Setting aside for the moment a second obvious question (who cares?), understanding the conflict is important. The willingness of the new president to whitewash everything he doesn’t like as ‘fake news’ is more than troubling. At the same time, there are too many examples of poor reporting and bad editing leading to mistakes that get swept under the rug. The first step in arbitrating the dispute is recognizing how the Times got the information about the bathrobe in the first place. I would argue they most likely didn’t invent it and I’d say they most likely didn’t actually see the president wearing one either. Someone told them about it.

So the next question focuses on the source. The Times didn’t say who told them about the robe, so it could have been anyone from domestic staff inside the White House, to any number of high-ranking government officials – which could include a visitor, perhaps even a Democrat, like a Senator or maybe even a former resident of 1600 Pennsylvania Avenue. The editors might have asked the reporters who told them about the robe during the editing process and then decided to include the reference because they believed the source was credible. That decision would have been revisited the next morning when the White House spokesman registered such a vigorous denial.

Under normal circumstances, when a representative of a public officials calls a report or parts of a report into question, it is typically required that the news team to go back to their source and check the item in question. Was it really a bathrobe?
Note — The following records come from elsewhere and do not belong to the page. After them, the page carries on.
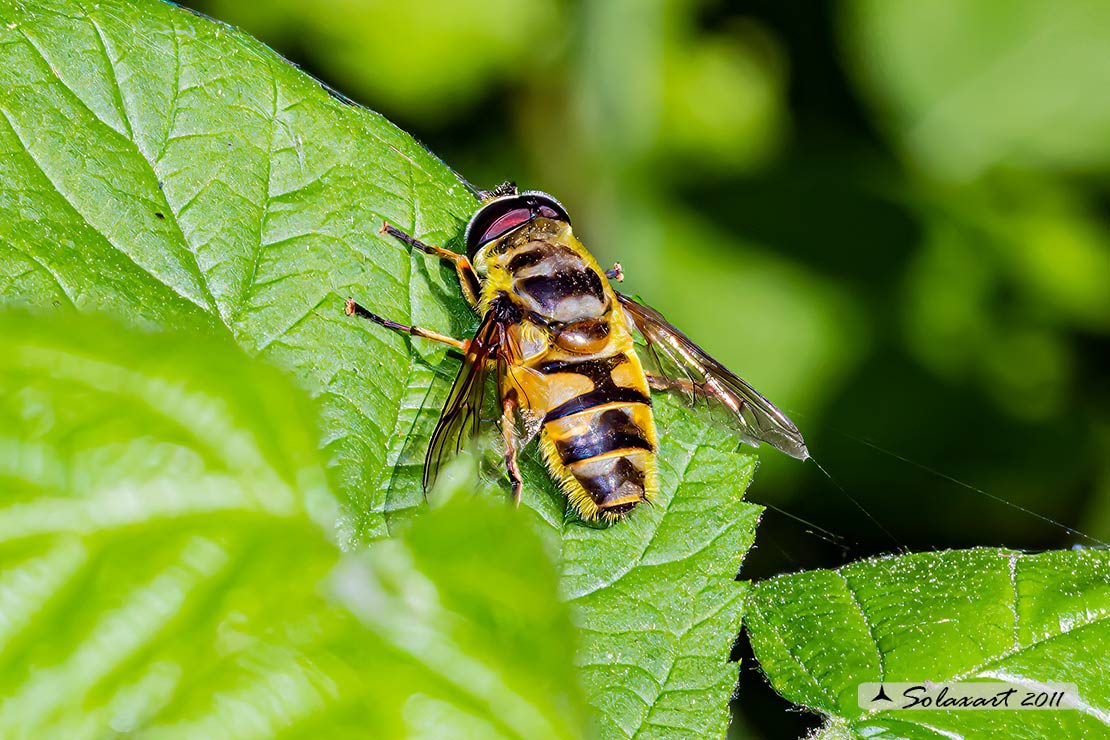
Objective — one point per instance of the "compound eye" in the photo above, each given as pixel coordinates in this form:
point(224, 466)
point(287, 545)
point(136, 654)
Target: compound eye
point(505, 223)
Could it have been more like a cape? What about one of those big jackets that football players wear on the sidelines during chilly games in December?

If the source is anything less than adamant that it was a bathrobe and not some other kind of garment – the editors would most likely order up a correction. It is possible that the relationship between the White House and the Times has become so toxic that the editors didn’t bother with the re-check. If so, shame on them.

There is also a scenario where the source got it right, that it was a bathrobe and President Trump just didn’t like that image of himself in the news pages of the Times. This scenario is just as likely as any to be true, based on a couple hundred years of powerful politicians trying to spin away an inconvenient truth. And it has been well documented that Trump has a fairly long record for employing this tactic. There remains one additional test that readers should utilize when evaluating a standoff over news: which side has the most to lose if the item is proved inaccurate.

I would argue it’s the newspaper that is most at risk. Perhaps our industry has already lost many of you. Poor reporting, bad editors and disengaged publishers have all contributed to the degradation of credibility for newspapers. But unlike politicians – who sell vision and partisan principles – the product newspapers’ sell is credibility and many dedicated journalists around the country are still trying to protect the franchise.

Cobler, the small-town editor in south Texas, said it well when he address the front-page error his reporter had made about the council raises: “Every error damages out credibility,” he said. “But the best way to maintain readers’ trust is to admit when we’re wrong and that’s always been our policy.”